For the first time, providers, payers, and patients now have an enormous searchable database containing documents detailing about 8,000 serious federal safety rule violations—many of which have caused serious patient harm or death—at about 1,000 U.S. hospitals since January 2011.

The documents, which resulted from federally authorized complaint investigations and are called "2567s," were released over the weekend by the Centers for Medicare & Medicaid Services after a long-standing request from and collaboration with the Association of Health Care Journalists. The AHCJ has organized the document files on a searchable website on its site, hospitalinspections.org.

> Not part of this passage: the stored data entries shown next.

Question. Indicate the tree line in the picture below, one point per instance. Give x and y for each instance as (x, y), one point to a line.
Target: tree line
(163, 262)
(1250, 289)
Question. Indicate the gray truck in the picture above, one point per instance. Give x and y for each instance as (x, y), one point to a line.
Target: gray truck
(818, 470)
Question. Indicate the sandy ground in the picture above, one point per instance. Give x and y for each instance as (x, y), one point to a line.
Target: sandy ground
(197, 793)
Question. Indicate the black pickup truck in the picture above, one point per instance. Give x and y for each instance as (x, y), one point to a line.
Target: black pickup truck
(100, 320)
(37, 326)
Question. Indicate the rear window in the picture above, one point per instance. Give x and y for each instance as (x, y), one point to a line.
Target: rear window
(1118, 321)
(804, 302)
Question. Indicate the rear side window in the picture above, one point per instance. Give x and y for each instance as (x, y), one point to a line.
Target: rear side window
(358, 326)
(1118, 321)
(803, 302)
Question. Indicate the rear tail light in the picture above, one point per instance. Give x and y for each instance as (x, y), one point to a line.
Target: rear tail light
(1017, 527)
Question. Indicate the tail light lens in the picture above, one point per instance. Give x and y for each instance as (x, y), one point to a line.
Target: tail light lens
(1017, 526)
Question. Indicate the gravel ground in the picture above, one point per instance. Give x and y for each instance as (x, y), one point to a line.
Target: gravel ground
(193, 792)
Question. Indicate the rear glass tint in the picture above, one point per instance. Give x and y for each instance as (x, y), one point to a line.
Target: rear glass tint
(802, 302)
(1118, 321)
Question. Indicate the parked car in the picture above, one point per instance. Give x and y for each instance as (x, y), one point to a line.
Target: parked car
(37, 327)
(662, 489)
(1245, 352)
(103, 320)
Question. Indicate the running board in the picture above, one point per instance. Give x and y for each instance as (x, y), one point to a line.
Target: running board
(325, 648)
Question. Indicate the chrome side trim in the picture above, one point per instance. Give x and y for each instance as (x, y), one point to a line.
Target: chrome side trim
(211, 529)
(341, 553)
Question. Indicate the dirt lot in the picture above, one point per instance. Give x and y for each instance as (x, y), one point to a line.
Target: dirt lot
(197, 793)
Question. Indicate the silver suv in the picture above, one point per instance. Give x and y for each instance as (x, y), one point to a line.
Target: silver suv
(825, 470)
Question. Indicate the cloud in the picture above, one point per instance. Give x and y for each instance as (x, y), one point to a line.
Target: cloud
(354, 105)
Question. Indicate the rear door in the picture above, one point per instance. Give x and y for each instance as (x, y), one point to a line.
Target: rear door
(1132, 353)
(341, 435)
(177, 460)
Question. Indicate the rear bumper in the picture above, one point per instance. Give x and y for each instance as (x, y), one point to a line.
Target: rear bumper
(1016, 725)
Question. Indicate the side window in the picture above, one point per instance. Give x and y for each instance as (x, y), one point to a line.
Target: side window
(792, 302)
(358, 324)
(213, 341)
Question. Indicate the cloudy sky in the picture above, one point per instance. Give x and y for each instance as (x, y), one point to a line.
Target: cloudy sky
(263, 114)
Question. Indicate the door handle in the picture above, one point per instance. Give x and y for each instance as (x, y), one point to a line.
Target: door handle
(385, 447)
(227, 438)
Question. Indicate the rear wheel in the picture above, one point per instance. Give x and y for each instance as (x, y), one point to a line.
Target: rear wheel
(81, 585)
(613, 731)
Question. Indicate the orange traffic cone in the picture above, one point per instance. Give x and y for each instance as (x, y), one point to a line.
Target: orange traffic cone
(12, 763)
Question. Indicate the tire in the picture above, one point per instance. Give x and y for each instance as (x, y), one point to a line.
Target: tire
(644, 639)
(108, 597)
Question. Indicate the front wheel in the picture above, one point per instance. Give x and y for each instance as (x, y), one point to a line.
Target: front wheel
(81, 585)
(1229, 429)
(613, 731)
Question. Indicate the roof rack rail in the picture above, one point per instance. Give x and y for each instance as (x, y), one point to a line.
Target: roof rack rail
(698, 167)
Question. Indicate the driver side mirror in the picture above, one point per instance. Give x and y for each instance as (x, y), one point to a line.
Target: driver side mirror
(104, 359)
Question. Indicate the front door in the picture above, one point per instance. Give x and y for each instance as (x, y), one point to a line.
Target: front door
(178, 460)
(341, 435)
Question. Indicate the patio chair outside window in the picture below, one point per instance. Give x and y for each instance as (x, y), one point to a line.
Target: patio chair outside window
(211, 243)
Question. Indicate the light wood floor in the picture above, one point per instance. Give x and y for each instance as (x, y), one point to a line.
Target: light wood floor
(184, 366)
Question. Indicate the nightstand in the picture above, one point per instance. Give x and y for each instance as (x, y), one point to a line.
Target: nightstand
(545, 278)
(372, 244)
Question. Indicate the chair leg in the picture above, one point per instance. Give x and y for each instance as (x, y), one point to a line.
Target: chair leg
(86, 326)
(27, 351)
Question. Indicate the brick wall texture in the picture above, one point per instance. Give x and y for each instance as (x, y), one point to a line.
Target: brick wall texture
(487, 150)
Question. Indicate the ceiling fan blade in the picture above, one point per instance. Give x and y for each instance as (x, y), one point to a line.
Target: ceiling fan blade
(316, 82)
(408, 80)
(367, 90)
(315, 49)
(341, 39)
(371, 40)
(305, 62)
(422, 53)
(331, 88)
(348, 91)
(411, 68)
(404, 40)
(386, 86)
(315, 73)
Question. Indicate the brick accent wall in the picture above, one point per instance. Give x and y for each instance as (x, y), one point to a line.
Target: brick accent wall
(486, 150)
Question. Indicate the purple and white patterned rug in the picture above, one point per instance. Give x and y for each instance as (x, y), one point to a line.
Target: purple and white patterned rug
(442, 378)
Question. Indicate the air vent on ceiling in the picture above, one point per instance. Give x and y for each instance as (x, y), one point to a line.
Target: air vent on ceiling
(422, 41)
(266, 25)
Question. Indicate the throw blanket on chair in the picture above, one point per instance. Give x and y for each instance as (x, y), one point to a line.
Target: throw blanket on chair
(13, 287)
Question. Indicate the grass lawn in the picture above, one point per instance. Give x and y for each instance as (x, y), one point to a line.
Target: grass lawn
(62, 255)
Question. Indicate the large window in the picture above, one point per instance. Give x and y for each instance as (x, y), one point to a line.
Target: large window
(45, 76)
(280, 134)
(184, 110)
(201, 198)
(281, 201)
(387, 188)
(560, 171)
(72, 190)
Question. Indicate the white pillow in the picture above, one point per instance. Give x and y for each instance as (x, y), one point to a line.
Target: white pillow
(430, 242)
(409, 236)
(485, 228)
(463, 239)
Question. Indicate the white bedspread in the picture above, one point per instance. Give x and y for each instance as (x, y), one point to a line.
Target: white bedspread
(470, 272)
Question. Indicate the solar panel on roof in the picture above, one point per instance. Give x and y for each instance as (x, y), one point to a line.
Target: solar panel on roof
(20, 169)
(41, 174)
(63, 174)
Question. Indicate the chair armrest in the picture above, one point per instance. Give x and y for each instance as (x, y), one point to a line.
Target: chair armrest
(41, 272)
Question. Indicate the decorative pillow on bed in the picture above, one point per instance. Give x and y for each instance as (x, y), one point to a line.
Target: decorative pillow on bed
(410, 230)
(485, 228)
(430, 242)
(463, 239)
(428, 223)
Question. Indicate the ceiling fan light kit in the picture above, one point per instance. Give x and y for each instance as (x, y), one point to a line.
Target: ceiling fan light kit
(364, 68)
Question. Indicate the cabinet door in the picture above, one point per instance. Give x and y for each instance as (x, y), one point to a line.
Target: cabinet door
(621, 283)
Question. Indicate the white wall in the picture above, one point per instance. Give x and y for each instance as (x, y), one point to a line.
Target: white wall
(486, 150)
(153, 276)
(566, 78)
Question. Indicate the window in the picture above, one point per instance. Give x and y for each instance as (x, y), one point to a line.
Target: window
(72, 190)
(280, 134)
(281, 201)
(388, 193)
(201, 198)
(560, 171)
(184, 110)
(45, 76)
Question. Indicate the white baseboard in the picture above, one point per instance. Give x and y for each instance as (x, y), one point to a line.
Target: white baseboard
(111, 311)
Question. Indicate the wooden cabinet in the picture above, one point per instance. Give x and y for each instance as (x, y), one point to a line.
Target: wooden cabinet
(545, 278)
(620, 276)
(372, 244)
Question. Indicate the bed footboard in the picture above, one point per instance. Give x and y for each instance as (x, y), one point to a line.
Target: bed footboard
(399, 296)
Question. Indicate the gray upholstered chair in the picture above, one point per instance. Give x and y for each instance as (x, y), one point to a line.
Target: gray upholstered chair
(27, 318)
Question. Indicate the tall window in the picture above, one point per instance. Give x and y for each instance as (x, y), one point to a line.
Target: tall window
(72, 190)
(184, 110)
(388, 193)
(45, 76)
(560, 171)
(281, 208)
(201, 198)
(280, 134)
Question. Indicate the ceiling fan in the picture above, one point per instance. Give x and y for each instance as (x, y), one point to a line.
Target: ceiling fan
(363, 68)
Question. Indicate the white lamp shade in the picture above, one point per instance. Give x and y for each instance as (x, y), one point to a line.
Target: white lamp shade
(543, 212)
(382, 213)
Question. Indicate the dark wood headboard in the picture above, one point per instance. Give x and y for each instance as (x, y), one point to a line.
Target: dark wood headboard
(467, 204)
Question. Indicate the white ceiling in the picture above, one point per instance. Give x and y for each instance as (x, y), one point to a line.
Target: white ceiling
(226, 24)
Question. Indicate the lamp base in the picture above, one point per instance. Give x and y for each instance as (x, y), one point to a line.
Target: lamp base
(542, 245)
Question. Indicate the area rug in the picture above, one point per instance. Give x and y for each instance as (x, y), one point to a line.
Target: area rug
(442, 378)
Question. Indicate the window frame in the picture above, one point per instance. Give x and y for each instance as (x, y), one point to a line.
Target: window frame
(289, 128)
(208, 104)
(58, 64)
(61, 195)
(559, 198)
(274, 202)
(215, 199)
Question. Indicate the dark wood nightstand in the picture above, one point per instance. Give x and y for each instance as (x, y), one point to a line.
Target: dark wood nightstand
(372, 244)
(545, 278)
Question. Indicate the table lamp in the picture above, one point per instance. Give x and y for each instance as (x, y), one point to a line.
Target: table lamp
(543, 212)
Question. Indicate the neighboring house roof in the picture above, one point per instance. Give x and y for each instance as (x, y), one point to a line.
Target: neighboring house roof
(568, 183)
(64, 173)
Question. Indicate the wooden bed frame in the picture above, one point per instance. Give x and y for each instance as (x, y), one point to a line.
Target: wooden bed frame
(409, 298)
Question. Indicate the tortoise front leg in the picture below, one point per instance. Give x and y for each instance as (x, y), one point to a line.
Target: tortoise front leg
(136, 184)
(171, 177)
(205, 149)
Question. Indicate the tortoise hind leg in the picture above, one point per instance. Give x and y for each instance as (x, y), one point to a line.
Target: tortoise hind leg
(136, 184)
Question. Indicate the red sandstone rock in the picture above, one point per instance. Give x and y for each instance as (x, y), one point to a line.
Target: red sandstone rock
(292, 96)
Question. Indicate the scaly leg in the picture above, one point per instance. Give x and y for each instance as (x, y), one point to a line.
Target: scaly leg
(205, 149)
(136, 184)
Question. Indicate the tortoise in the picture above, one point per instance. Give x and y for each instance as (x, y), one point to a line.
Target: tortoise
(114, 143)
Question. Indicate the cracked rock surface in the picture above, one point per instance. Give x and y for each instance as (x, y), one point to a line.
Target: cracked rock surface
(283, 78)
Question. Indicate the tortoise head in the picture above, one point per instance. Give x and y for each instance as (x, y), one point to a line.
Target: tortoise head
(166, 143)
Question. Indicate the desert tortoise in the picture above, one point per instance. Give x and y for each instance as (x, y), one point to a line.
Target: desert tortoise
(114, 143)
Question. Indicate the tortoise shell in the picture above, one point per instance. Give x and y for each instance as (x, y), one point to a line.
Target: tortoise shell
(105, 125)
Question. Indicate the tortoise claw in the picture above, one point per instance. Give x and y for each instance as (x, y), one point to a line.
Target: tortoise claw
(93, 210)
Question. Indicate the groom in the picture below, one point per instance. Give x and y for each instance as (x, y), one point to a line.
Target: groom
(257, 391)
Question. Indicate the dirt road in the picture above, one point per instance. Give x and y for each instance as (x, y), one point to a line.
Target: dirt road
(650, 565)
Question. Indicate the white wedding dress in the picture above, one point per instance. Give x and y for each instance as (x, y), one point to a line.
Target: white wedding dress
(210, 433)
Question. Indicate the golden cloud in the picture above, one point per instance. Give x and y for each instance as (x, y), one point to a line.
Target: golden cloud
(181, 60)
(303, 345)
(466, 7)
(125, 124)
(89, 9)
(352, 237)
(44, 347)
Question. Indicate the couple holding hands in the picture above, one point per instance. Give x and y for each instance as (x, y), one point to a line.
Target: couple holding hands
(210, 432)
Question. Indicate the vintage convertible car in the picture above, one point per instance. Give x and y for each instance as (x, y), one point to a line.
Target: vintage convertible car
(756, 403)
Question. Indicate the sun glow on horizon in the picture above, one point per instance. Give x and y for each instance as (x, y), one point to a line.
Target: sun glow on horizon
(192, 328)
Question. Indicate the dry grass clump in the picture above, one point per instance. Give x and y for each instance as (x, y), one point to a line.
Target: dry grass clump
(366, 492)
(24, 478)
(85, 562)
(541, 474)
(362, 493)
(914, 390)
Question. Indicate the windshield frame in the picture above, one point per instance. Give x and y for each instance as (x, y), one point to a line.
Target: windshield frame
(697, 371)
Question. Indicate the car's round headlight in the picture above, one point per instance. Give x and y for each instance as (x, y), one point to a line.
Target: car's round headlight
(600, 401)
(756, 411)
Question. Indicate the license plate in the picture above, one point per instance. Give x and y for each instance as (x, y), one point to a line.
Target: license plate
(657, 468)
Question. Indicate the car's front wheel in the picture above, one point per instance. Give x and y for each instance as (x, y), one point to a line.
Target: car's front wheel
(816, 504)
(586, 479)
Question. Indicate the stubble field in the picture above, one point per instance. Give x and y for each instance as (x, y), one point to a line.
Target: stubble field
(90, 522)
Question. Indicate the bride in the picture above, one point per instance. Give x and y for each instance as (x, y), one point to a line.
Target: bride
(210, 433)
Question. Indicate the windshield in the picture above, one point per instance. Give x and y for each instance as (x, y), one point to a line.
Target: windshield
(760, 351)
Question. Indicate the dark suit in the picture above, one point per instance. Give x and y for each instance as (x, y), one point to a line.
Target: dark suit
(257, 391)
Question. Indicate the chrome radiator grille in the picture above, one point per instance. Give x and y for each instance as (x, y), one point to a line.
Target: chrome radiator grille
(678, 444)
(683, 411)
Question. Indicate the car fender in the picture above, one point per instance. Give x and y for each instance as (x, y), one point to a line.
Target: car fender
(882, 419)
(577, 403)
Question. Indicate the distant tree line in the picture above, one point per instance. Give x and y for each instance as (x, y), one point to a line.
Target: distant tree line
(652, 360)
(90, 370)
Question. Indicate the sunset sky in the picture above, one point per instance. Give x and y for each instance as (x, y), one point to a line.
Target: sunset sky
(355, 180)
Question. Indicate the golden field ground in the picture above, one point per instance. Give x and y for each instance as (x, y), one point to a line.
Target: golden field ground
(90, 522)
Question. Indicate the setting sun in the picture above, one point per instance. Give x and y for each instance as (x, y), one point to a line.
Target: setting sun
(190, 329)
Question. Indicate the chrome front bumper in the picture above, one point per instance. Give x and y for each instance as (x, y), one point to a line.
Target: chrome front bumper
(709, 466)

AHCJ president Charles Ornstein, a senior reporter at ProPublica in New York, made the announcement about the database during a news conference Saturday at the organization's annual meeting in Boston. He said the documents "show deception, fraud, falsification, and medical errors that are inexcusable."

Also, he said, now members of the public can find out not only which hospitals in their cities or regions had incidents serious enough to prompt such investigations, but how often errors of a particular type occurred in any facility to receive such a federal investigation report in the last 26 months.

For example, hospital deficiencies may now be searched by keyword or phrase, such as "wrong site," "wrong patient," "infection," "sponge," "transfusion," or "falsified," to catalogue types and frequency of hospital errors, and often whether a patient death was involved. Some of the violations involved a declaration of immediate jeopardy, which are so serious and immediately threatening to patients or workers that the situation must be resolved within 24 hours.